By Charles C. W.
Cooke
Friday, March 19,
2021
The first rule of Monopoly Club is that nobody else is allowed to be in Monopoly Club.
How else to understand the growing resistance to Substack — an online service that permits writers to bypass the traditional media and distribute newsletters and articles directly to subscribers — than as white-hot antipathy toward an upstart rival? Over the last few weeks, the eyes of the establishment have been focused on the platform and its renegade users, and, boy, have those eyes found it wanting. Summing up the opprobrium, Dr. Sarah Roberts of UCLA described Substack as “a dangerous threat to traditional news media,” “a threat to journalism,” and “incredibly dangerous and damaging to the fourth estate (journalism),” which she suggested is “one of the few failsafes against anti-democratic maneuvers.” “Please,” Roberts demanded, “do not write for or pay for Substack. I have to say it. I believe it’s dangerous.”
And why is it dangerous? That depends. In Brian Stelter’s “Reliable Sources” newsletter, CNN’s Kerry Flynn proposed recently that Substack is a problem because it provides a living for figures who “attack journalists, or stoke fears about transgender people,” and do so without the type of editorial oversight she’d prefer. In an article from last year, the Columbia Journalism Review complained that Substack’s users are too white, male, and conservative to need such an outlet, because they have already “been well-served by existing media power structure.” And, in a piece published on Substack itself, the baseball writer Craig Calcaterra groused that some of the site’s other users — but not him, of course — are “engaged in some pretty objectionable discourse.”
Which, of course, is the real issue here.
Judging by the panicked language that they so often use to describe the industry’s parvenus, traditional media figures seem to be horrified by the mere existence of venues over which they are unable to exert control. Tali Arbel, an AP tech writer, worried earlier this year that “Apple and Google” had “left open a major loophole” for unapproved speech: “Podcasts.” (Just wait until Arbel finds out about bars!) Writing last month about the voice-chat app Clubhouse, the New York Times’s digital-gossip columnist Taylor Lorenz fretted wildly about its “freewheeling and unpredictable” nature, which Lorenz complained, was leading to users having “unconstrained” and “unfettered conversations.” At Poynter, meanwhile, Cristina Tardáguila and Harrison Mantas griped that, because Clubhouse does not keep recordings for their benefit, “there’s no path to accountability” and “no way to prove that someone said anything controversial at all.”
Which forces one to ask: “Accountability” to whom? I am sure that Cristina Tardáguila and Harrison Mantas are nice enough people, but, as a private citizen who may or may not choose to use a given tech product, I owe them precisely nothing. At times, listening to our self-appointed arbiters of acceptable speech agonize over the behavior of people with whom they have no meaningful connection can be a little bit like listening to old-school Soviet commissars trying to work out how and where the peasants keep meeting in secret — and what they are talking about when they do. There is a great deal to like about having a free press, and there is a great deal to like about the constitutional guarantees that keep it in business.

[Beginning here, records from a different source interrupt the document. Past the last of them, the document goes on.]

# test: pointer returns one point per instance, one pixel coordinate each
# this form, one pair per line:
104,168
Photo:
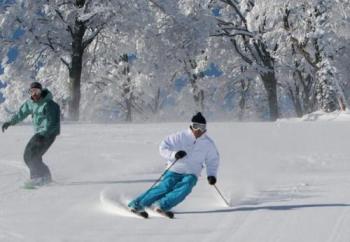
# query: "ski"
142,214
167,214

And yet one cannot help but notice that many within its ranks see their institution less as one of the numerous that is protected by the First Amendment, and more as an anointed caste in possession of a unique mandate. All hail the Newspaper Man’s Burden!

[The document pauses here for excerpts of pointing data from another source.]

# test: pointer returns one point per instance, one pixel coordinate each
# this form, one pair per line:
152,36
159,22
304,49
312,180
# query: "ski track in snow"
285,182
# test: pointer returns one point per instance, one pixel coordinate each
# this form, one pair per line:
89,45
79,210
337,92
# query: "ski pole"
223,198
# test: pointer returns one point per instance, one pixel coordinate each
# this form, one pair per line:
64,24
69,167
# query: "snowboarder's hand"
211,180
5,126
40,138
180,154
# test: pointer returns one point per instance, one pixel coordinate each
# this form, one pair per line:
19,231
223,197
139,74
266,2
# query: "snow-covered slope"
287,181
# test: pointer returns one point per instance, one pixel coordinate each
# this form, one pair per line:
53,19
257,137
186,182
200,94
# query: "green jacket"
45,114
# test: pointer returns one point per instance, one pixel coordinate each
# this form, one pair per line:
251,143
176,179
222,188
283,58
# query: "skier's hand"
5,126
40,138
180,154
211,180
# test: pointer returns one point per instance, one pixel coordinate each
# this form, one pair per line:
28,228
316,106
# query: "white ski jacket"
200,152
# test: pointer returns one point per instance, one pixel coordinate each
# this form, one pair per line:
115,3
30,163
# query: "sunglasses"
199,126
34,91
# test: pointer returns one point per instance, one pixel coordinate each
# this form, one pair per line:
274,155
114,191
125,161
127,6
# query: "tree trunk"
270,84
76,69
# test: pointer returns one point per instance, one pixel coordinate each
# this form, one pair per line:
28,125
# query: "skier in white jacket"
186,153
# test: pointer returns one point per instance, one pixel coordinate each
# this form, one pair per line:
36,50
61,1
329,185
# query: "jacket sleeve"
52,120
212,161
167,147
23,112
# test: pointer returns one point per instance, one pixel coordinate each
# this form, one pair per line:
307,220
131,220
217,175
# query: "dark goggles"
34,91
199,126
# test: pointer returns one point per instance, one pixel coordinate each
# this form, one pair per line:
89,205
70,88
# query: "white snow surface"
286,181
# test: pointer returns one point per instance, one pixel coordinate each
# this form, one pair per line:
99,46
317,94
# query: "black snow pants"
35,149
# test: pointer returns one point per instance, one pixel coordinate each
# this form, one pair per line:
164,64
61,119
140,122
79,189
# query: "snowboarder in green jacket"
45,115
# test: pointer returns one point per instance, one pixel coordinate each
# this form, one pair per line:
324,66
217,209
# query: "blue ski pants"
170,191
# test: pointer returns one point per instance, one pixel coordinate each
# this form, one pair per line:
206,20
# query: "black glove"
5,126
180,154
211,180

Critics of the censorious manner in which America’s large corporations have begun so habitually to behave are often told that, if they wish to effect change, they should “build their own” outlets. And so they should. But one might be forgiven for suspecting that the purveyors of this advice are not entirely on the level, given that, when such services do hit the market, the same people immediately rush to marginalize them. Consider, by way of sterling example, the pernicious behavior of CNN’s Oliver Darcy — a man who ostensibly “covers” the media beat for his network, but, in practice, is paid to damage his employer’s competition. Like a turn-of-the-century oil baron complaining mawkishly that his adversaries’ rigs are unsafe, Darcy spends his days engaging in “analyses” of CNN’s rivals as a pretext for recommending they should be deplatformed. Not since the days of Baptists and Bootleggers has rank self-interest been so easily or enthusiastically characterized as altruistic virtue.

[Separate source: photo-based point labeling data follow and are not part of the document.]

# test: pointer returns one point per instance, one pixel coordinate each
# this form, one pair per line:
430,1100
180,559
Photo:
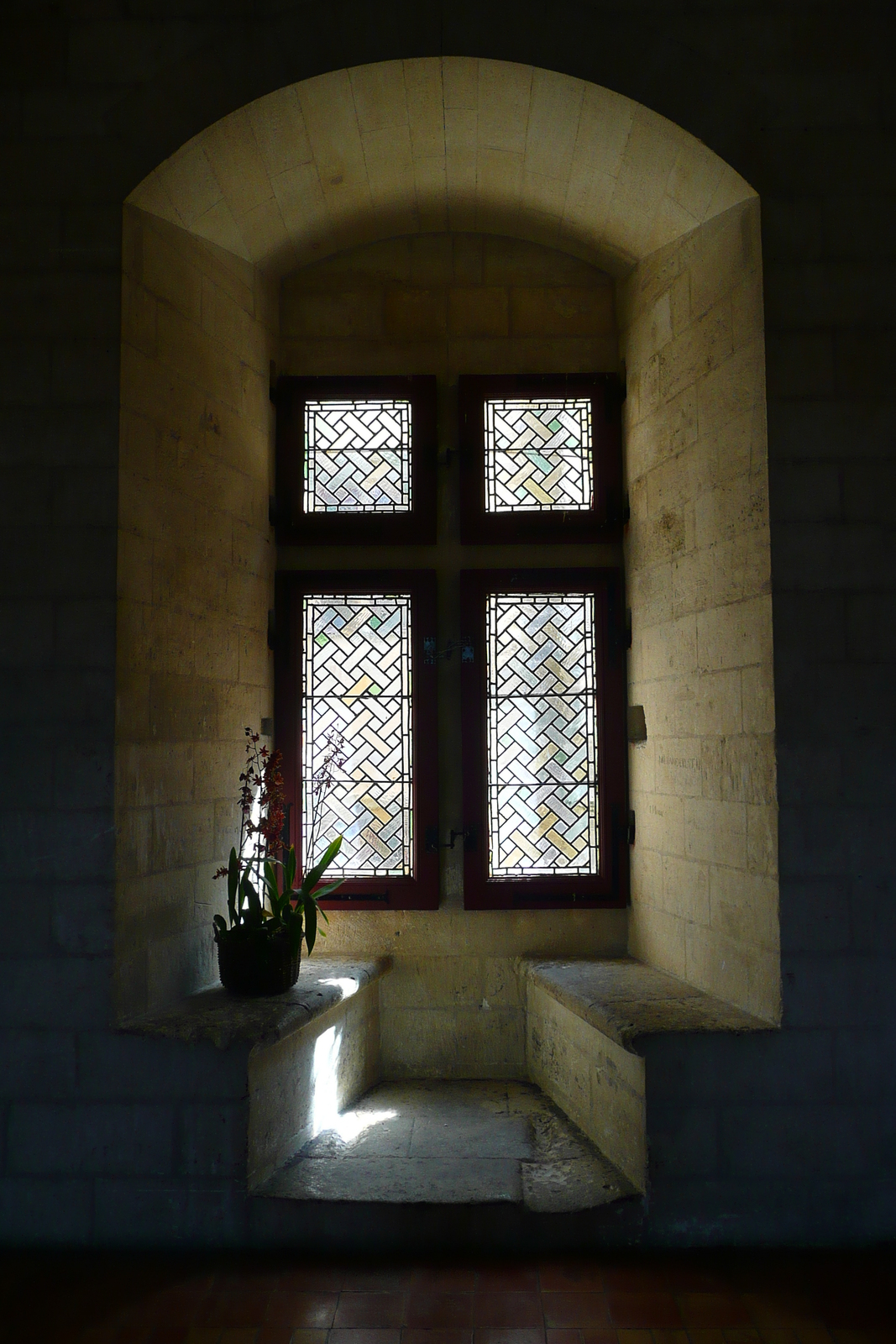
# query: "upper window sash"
356,460
542,457
327,631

And so it has come to pass that, each and every time a new outlet pops up, the old guard tries promptly to strike it down. Information is power, those that provide information are powerful, and powerful people rarely relinquish their positions without a fight. Survey the last few decades and you will notice that, while the objections to innovation may vary, the message is always at heart the same. The old is good, the new is bad, those guys are too risky, listen to us instead.